El libro de Levine, además de hacer un repaso crítico a la historia de la historia reciente, propone una evolución de los derechos de autor hacia el copyrisk, una especie de licencia general de uso y distribución que evitaría el estado de vigilancia paranoico (e inútil) actual. El problema es que si este tipo de canon no se impone es porque las sociedades de gestión hacen un nefasto reparto de las licencias (como sucede en España con la SGAE).

Aun así, las reticencias de las compañías para aceptar esta licencia general, aparte de los problemas legales que plantea (¿se considera venta o licencia a efectos jurídicos?), demuestran que saben perfectamente que beneficiarán al arte en general y perjudicarán sus ingresos; por eso tratan desesperadamente de agotar el modelo de negocio basado en la venta de copias físicas, a pesar de los rendimientos descendentes, porque todavía hoy (sí, hoy) ganan dinero. Su estrategia se centra en alargar y mejorar las condiciones parciales de un mercado en decadencia a pesar de sus declaraciones apocalípticas en plan fin de ciclo. La prueba: discográficas, cadenas de televisión, prensa escrita, editores y estudios de cine siguen obsesionados por encontrar una fórmula que permita vender sus productos online (descarga, streaming...) sin canibalizar los rendimientos de sus canales tradicionales. ¿Pero en qué mundo vive esta gente?

Esta inmensa contradicción es su mayor error: creen que pueden jugar con garantías en ambas ligas y que el modelo caducado puede volver a ser tan rentable como antes (cuando lo cierto es que esos tiempos no regresarán). Sus decisiones y sus estrategias (pp. 262-263) demuestran que no son tontos, al contrario, pero sí miopes a medio plazo. Esa será su condena a largo plazo.

Los activistas no van a la zaga en ingenuidad en esta pugna: «presentan la elección sobre nuestro futuro online como una opción entre el control y la creatividad, pero en realidad se trata de elegir entre el comercio y el caos. Un sistema completamente cerrado sin duda pondría fin al propósito de internet: limitaría tanto el comercio como la creatividad. Pero lo mismo haría uno absolutamente abierto, en el que la venta de contenidos digitales […] se volverá casi imposible a largo plazo. Contamos ya con una infraestructura de comunicaciones del siglo XXI, pero ésta sostiene una economía del siglo XVII, cuando los artistas necesitaban mecenas y sólo los objetos físicos poseían valor. Eso no parece precisamente progreso» (pp. 279-280).

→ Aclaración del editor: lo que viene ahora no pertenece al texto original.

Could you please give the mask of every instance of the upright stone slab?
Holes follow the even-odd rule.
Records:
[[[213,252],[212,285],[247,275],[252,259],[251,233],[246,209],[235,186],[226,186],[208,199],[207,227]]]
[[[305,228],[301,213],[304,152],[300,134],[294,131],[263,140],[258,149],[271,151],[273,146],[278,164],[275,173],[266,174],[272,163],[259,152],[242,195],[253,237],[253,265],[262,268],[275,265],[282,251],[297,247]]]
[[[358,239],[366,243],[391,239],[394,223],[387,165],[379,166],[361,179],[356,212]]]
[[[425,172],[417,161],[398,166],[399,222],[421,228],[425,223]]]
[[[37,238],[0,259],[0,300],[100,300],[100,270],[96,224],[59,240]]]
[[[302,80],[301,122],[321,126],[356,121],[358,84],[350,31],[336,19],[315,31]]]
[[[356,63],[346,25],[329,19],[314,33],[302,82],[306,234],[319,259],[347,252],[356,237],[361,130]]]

Es cierto que la cultura ha entrado en una dinámica propia de Wallmart: tiendas que imponen precios y condiciones de venta, y proveedores que cumplen recortando costes como pueden (p. 239). El aluvión de problemas que ha provocado la tecnología en el mundo de la economía de la creatividad no es más que la cruda consecuencia de un mercado desregulado por ley, fomentando una competencia radicalmente libre al abrigo de un cambio tecnológico tanto o más radical. Es justo el tipo de panorama con el que sueñan los gurús del neoliberalismo; aunque parece que a los que no les va tan bien no cantan las excelencias de la sacrosanta libertad de mercado.